Berliner Stadtschloss-Debatte: Leerstellen, Lückenbüßer

Die Winterferien sind vorbei, die Schonzeit beendet. Christina Tilmann läuft sich warm für die nächste Schlossdebatte.

Nachdem die Stiftung Humboldt-Forum Berlin kurz vor dem Jahreswechsel mit Martin Heller einen Interims-Intendanten für die Agora, den künftigen Veranstaltungsbereich präsentiert hat, meldet sich nun die Fachwelt zu Wort: mit Kritik. Der Frankfurter Ethnologe Karl-Heinz Kohl, wirft der Stiftung Preußischer Kulturbesitz in der „FAZ“ Versagen auf ganzer Front vor. Die einzigartige Chance, am Schlossplatz nicht nur die Bestände der Dahlemer Museen in neuer Form, sondern überhaupt einen neuen Blick auf die Ethnologie zu präsentieren, werde von den Museumsfachleuten derzeit verspielt, so Kohl. „Was den Beitrag der Ethnologie anlangt, stellt sich die bald neunjährige Geschichte des Humboldt-Forums als eine einzige Abfolge von Desastern dar.“

Stiftungs-Präsident Hermann Parzinger nimmt seine Mitarbeiter in Schutz: „Die Fachleute des Ethnologischen Museums sind in innovative Forschungsprojekte eingebunden, sind weltweit vernetzt und haben in den letzten Jahren höchst erfolgreiche Ausstellungen durchgeführt, etwa über Kunst aus Afrika, Benin und zuletzt Voodoo. Ich wüsste niemanden, der aus der tiefen Kenntnis der Objekte heraus besser geeignet wäre, in internationaler Kooperation eine Neuaufstellung der Dahlemer Sammlungen zu konzipieren.“

Wahr ist: Ein überzeugendes Konzept, was die künftige Museumspräsentation betrifft, gibt es bisher nicht. Viola König, Direktorin des Ethnologischen Museums, hat seit 2008 Ideen in der Schublade liegen und wartet darauf, sie einer Expertenrunde vorstellen zu können: Ein für 2010 geplanter Expertenworkshop wurde vertagt, als bekannt wurde, dass der Baubeginn des Humboldt-Forums aus Spargründen verschoben wird. Nun soll im April eine „hochrangig besetzte Arbeitstagung mit Ethnologen und Museumsfachleuten aus aller Welt“ stattfinden, kündigt Parzinger an. Das Konzept soll dann überarbeitet und der Öffentlichkeit vorgestellt werden. Das kann bis in den Herbst dauern.

Was bislang als Probelauf zum Humboldt-Forum präsentiert wurde, stimmt wenig optimistisch.
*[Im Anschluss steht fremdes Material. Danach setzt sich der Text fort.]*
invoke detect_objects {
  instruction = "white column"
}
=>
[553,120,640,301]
Es gab die „Tropen“-Ausstellung 2008 im Gropius-Bau, an die sich Berlin mit Beständen der Dahlemer Museen anhängte, um die von langer Hand geplante Ausstellung als Vorläufer zum Humboldt-Forum verkaufen zu können. Es folgte die von der Stiftung konzipierte Ausstellung „Anders zur Welt kommen“ im Alten Museum, die die Heterogenität der beteiligten Institutionen (Museen, Humboldt-Uni, Forschungsinstitute) widerspiegelte: Der Museumspart mit dem Schnelldurchlauf durch die Kontinente überzeugte am wenigsten. Auch Aktivitäten des Haus der Kulturen der Welt werden gern als Exempel für künftige Humboldt-Forum-Aktivitäten angeführt – als ob alles, was derzeit in Berlin zum Thema außereuropäische Kulturen stattfindet, als Ersatz für das fehlende Konzept der Staatlichen Museen dienen könnte.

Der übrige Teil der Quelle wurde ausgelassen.